McBrien: Our biggest success is also probably one our largest challenges. We turned over how we deliver parts from Honda Motor in Japan. We’re now doing a distribution network here and letting Japan do a consolidation from multiple plants to get better efficiency. It may sound like an infancy stage step, but it is a huge leap for us. We took 35 years of how we did business [in North America] and started doing it a different way.
It was difficult. If you can imagine trying to initiate a consolidation from Japan and then distributing parts to seven facilities and having all the trains come in out of schedule because of the winter weather, it made it very challenging. However, it is now becoming more of our global standard and we are trying to initiate that from region to region within the Honda network.
…on supply chain distance
Belanger: The relentless pursuit of efficiency doesn’t just apply to logistics, but the whole business. Economies of scale help to deliver efficiencies. As long as you can deliver on time etc., whether the supplier is far away or nearby, that’s ok. While it may not be perfect, but it’s ok for that particular set of commodities.
Cook: We track distance for all our assembly plants. Some commodities are evolving at a very economical rate from a purchasing perspective and tend to stay in certain regions, which has a knock-on effect in the supply chain.
…on giving estimated times of arrivals (ETA) to customers
Belanger: We face challenges regarding the level of accuracy, and how integrated logistics is with the sales process. We have to understand what generates customer satisfaction and we must stop dissatisfaction. We also have to understand if there is revenue in delivering vehicles to the day the customer was initially told. What is the point of promise? Will the customer pay a premium for it, or not?
We can give a very accurate ETA once the vehicle boards the conveyance in the market that it is going to sell, but not necessarily conveyance from port of exit if it’s an import. It depends on how you align your business, and what it is in terms of customer satisfaction. In the old days you always sold to the lot, but the game is changing now.
Cook: We track ETAs and how accurate we are in meeting in them as part of the metrics we have. It has been a challenge this year but we are getting back on track.

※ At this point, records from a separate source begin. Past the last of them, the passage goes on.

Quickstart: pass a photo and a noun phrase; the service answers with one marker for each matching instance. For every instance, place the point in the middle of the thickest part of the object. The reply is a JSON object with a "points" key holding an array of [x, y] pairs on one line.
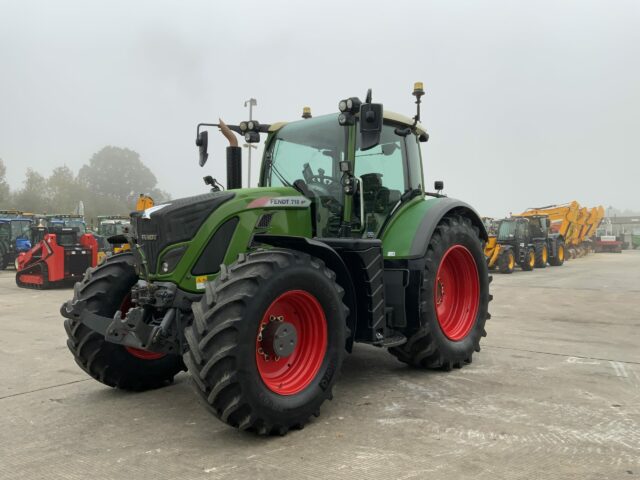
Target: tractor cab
{"points": [[14, 238], [354, 189]]}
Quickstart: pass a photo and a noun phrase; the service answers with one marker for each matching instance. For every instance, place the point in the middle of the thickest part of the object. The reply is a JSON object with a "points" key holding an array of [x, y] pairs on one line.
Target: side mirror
{"points": [[202, 142], [370, 125]]}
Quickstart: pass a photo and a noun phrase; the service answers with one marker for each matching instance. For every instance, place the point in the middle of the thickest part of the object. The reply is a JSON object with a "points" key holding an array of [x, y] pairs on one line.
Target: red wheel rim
{"points": [[290, 375], [137, 352], [457, 292]]}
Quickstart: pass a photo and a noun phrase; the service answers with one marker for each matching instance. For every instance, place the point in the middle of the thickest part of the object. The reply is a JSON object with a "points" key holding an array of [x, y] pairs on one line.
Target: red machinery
{"points": [[60, 256]]}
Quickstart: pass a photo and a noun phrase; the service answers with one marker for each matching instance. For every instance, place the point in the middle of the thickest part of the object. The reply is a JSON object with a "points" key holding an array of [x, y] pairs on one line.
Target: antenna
{"points": [[418, 91]]}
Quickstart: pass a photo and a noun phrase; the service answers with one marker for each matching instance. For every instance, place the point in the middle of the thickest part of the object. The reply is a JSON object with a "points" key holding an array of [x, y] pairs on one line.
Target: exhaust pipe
{"points": [[234, 158]]}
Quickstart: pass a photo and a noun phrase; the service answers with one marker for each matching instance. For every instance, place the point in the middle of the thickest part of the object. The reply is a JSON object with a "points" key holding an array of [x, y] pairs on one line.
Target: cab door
{"points": [[385, 172]]}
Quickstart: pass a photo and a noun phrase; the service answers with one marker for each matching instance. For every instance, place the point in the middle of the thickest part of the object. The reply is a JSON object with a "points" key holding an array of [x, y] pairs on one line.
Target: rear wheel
{"points": [[105, 290], [267, 341], [529, 260], [454, 299], [542, 256], [507, 261]]}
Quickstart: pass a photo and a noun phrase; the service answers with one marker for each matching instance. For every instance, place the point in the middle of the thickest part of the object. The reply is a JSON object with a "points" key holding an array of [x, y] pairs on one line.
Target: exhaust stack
{"points": [[234, 158]]}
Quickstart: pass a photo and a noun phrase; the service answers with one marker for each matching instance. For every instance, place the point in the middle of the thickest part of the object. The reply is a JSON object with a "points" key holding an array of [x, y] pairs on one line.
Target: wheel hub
{"points": [[278, 338], [457, 292], [292, 342]]}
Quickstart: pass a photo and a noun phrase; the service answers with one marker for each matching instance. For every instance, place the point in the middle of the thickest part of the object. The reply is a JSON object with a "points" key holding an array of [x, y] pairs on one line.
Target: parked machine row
{"points": [[542, 236]]}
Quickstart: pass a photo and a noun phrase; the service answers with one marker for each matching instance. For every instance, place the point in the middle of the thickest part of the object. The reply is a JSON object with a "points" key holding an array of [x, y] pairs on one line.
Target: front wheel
{"points": [[267, 341], [559, 258], [454, 299], [104, 291]]}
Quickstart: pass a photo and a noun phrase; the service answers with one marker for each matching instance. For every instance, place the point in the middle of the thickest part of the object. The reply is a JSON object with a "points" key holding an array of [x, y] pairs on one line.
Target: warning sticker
{"points": [[201, 282]]}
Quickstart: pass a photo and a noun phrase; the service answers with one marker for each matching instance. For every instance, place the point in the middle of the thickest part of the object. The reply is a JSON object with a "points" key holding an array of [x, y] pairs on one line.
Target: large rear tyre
{"points": [[542, 256], [507, 261], [106, 289], [267, 341], [559, 257], [454, 299]]}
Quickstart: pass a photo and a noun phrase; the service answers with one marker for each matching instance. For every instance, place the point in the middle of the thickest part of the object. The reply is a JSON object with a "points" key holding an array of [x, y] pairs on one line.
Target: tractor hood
{"points": [[173, 222]]}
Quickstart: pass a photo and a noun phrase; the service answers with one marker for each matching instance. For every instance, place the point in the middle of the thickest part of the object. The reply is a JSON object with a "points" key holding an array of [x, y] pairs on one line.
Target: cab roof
{"points": [[387, 115]]}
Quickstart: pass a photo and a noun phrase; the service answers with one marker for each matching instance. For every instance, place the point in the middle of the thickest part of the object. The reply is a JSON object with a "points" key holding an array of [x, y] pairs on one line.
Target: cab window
{"points": [[383, 175]]}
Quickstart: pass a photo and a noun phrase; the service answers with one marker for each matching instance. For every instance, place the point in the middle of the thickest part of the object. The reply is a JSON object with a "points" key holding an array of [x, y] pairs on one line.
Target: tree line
{"points": [[108, 184]]}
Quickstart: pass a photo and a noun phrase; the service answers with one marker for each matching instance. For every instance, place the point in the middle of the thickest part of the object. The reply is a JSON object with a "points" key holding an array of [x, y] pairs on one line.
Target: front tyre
{"points": [[454, 299], [104, 291], [267, 341]]}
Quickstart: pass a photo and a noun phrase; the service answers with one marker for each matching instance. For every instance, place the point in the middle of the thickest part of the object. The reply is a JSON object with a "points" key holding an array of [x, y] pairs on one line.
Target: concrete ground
{"points": [[555, 393]]}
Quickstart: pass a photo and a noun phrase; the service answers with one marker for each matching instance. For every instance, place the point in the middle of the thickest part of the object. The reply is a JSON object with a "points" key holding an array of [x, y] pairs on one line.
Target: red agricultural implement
{"points": [[60, 256]]}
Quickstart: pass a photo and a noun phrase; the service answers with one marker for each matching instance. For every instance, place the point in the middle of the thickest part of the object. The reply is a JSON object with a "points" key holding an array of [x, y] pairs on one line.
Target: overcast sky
{"points": [[527, 104]]}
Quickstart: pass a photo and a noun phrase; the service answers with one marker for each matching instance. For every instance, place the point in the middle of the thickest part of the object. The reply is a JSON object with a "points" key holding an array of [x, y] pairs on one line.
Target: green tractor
{"points": [[260, 292]]}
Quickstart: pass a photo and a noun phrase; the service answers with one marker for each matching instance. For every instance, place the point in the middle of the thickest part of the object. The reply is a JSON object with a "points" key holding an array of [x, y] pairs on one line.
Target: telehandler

Belanger: There is potential for disruptive activity to take place. There is a lot of invested interest in logistics, including port, roads, rail, etc. There will be a lot of invested capital, so where do we get innovation around that? I’d like to try to get to an agile and flexible network capability, so as you get the signals about your [production] build, you can change the routing or change the cube utilisation without impacting the network delivery capability. That to me would be a leap over what we are doing today in terms of efficiency. That is real-time adjustment of the network and ties back into the order-to-delivery picture to make sure that we really give the customer what he wants. It is an agile network that is tied to a very fast dissemination of information.
McBrien: It’s really hard to predict based on the fast ramp-up of our industry, but one prediction I would stand by is that logistics will look different from today and won’t be a one-size fits all solution. We have to find different modes, and continue to reinvent ourselves over and over again.
Cook: There will be a standardisation of processes - we’re on that path. Look at how easy it is to get information compared to five years ago. Visibility and information are that much quicker. We will have better tools to sort out what’s hot and what’s not. We also need to continue to bring out talent, and remember that folks will have grown up with the latest technology. They have grown up with phones attached to their fingers and it will be second nature to them.